Dr JO Steenkamp, the Pretoria based pioneer of SHIP therapy (Spontaneous Healing Intrasystemic Process), the process for facilitating the release of emotional trauma, says cosmetic surgery definitely has an enormous, and positive affect on patients. “I have, and have had, many clients that went for various surgeries. Most are extremely glad they did. Their sense of quality of life definitely improved.”

He explains nevertheless, that we store memories of teasing, abuse and shame in the nervous system. These feelings occasionally show themselves later in life, whenever the patient re-encounters a situation that evokes memories of the earlier abuse. “The person will then be flooded by … the unresolved past (unconscious information) still lodged in their neurology.”

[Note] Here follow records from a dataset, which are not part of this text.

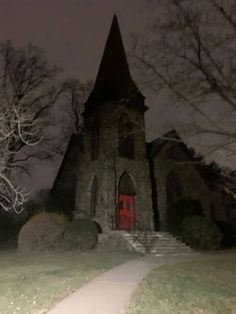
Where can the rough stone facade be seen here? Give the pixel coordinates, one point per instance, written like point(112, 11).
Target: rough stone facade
point(99, 166)
point(192, 184)
point(109, 166)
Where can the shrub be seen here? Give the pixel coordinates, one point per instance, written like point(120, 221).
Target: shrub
point(178, 211)
point(9, 228)
point(81, 234)
point(201, 233)
point(43, 232)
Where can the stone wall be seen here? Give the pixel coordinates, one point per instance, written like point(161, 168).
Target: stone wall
point(192, 184)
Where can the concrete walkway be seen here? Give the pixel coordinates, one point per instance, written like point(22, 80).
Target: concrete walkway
point(110, 292)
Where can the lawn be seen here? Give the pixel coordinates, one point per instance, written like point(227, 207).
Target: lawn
point(207, 286)
point(33, 284)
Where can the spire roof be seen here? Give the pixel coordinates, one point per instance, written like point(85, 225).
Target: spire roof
point(113, 81)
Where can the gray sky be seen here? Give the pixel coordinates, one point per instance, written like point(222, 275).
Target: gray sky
point(73, 34)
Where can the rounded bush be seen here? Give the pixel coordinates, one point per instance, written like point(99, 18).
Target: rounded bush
point(201, 233)
point(81, 234)
point(178, 211)
point(43, 232)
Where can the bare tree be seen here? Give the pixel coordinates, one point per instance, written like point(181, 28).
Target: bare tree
point(28, 89)
point(191, 53)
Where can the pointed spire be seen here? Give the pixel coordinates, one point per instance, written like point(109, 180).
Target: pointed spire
point(113, 81)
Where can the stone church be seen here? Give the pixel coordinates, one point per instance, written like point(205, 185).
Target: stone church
point(109, 173)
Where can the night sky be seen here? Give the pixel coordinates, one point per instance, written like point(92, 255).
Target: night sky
point(73, 34)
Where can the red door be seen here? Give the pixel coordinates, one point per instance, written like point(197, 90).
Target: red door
point(126, 212)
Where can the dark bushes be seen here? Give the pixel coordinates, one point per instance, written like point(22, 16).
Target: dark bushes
point(81, 234)
point(201, 233)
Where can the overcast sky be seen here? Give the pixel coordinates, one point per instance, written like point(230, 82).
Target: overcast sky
point(73, 34)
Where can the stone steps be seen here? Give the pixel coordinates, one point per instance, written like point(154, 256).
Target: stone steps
point(157, 243)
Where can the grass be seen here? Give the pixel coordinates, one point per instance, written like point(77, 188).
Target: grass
point(192, 287)
point(33, 284)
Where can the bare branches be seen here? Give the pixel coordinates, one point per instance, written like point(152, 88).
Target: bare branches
point(191, 52)
point(27, 90)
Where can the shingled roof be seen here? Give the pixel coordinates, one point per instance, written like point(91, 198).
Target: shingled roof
point(113, 81)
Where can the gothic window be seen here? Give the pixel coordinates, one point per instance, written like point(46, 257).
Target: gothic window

How? Psychologists use the term, ‘developmental trauma’ to describe the intensely destructive affect trauma has on ‘dendrite formation’ in the nervous system (dendrites aid the transmission and reception of signals). There is growing evidence – linked to a vast library of academic information – showing the affect trauma has on different areas of the brain, and that with appropriate treatment, recovery is possible.

Conclusion

“There are always exceptions,” says Swanepoel. “There is a small category of patients that a surgeon can never please. But, I can tell you this, that the almost instantaneous way a patient’s brain accepts a good result is amazing. It happens within seconds; you notice an immediate change in the patient’s eyes. “Whatever may yet still lie ahead in a patient’s later years, rhinoplasty changes lives.”